/kənˈsɛnsəs/

noun … “Agreement among distributed nodes.”

Consensus is the process by which multiple nodes in a Distributed System agree on a single value or state despite failures, message delays, or node crashes. Consensus ensures that all non-faulty nodes make consistent decisions, which is crucial for maintaining data integrity, coordinating actions, and implementing replicated state machines.

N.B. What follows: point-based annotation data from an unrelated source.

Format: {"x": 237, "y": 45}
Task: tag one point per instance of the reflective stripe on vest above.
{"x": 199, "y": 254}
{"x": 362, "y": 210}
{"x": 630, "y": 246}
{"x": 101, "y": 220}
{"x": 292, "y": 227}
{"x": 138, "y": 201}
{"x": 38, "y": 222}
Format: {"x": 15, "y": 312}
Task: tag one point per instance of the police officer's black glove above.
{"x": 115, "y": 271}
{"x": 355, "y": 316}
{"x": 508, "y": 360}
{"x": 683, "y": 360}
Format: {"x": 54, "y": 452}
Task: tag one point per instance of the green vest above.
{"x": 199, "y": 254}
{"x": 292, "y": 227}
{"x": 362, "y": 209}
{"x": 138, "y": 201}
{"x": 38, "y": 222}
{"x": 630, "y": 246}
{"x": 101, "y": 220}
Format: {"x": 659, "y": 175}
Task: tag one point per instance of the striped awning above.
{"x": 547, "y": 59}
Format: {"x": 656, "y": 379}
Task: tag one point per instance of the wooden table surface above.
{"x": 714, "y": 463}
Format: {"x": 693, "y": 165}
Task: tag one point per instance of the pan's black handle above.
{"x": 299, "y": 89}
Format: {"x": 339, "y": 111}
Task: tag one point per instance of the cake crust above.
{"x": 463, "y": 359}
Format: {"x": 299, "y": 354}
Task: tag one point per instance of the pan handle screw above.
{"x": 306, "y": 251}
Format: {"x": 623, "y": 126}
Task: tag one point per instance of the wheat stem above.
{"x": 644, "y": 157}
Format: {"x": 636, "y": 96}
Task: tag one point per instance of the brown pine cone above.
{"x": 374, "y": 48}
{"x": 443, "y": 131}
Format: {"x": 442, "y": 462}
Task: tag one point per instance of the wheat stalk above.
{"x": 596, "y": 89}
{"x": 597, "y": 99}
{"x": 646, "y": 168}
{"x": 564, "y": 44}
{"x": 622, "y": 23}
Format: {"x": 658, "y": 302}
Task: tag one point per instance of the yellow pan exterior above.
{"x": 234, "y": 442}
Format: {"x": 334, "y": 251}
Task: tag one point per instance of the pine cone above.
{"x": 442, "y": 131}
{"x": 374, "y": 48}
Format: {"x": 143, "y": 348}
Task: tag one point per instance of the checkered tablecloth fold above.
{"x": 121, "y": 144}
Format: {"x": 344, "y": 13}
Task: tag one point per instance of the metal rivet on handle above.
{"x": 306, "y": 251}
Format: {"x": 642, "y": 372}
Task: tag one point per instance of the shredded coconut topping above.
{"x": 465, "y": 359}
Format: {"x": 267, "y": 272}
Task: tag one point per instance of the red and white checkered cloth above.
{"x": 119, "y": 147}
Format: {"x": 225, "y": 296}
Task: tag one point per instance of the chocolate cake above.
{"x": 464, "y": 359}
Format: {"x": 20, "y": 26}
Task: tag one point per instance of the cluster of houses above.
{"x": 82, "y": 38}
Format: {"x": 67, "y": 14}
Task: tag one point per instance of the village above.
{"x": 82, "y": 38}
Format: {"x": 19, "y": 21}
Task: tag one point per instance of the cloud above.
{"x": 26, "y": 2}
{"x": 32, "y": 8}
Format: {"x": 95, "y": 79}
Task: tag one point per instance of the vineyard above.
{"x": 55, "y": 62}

It underpins critical operations in databases, blockchain networks, and fault-tolerant services.

Key characteristics of Consensus include:

  • Fault tolerance: the ability to reach agreement even if some nodes fail or act maliciously (Byzantine or crash failures).
  • Agreement: all non-faulty nodes choose the same value.
  • Validity: if all nodes propose the same value, that value must be chosen.
  • Termination: the protocol must eventually produce a decision.
  • Consistency under partitions: consensus algorithms handle network splits to avoid divergent states.

Popular consensus algorithms include Paxos, Raft, and Practical Byzantine Fault Tolerance (PBFT). Paxos and Raft focus on crash-tolerant systems, using leader election and quorum-based voting to coordinate state changes. PBFT addresses Byzantine failures, where nodes may behave arbitrarily or maliciously, using multiple rounds of communication to ensure correctness.

Workflow example: In a replicated key-value store, multiple nodes maintain copies of the same dataset. When a client requests a write, the system uses a consensus algorithm to ensure that all replicas agree on the new value. Even if one or more nodes crash or messages are delayed, consensus ensures that the update is either applied consistently to all non-faulty nodes or rejected entirely, preventing divergent states.

-- Example: simplified Raft-like agreement
proposals = ["A", "B", "A"]
votes = count_each(proposals)
chosen_value = max_vote(votes)
print("Consensus value: " + str(chosen_value))
-- Output: Consensus value: A

Conceptually, Consensus is like a committee voting on a resolution with some members absent or unreliable. The group follows rules to ensure that all honest members end up in agreement, even under uncertainty or partial communication.

See Distributed Systems, CAP Theorem, Paxos, Raft, Replication.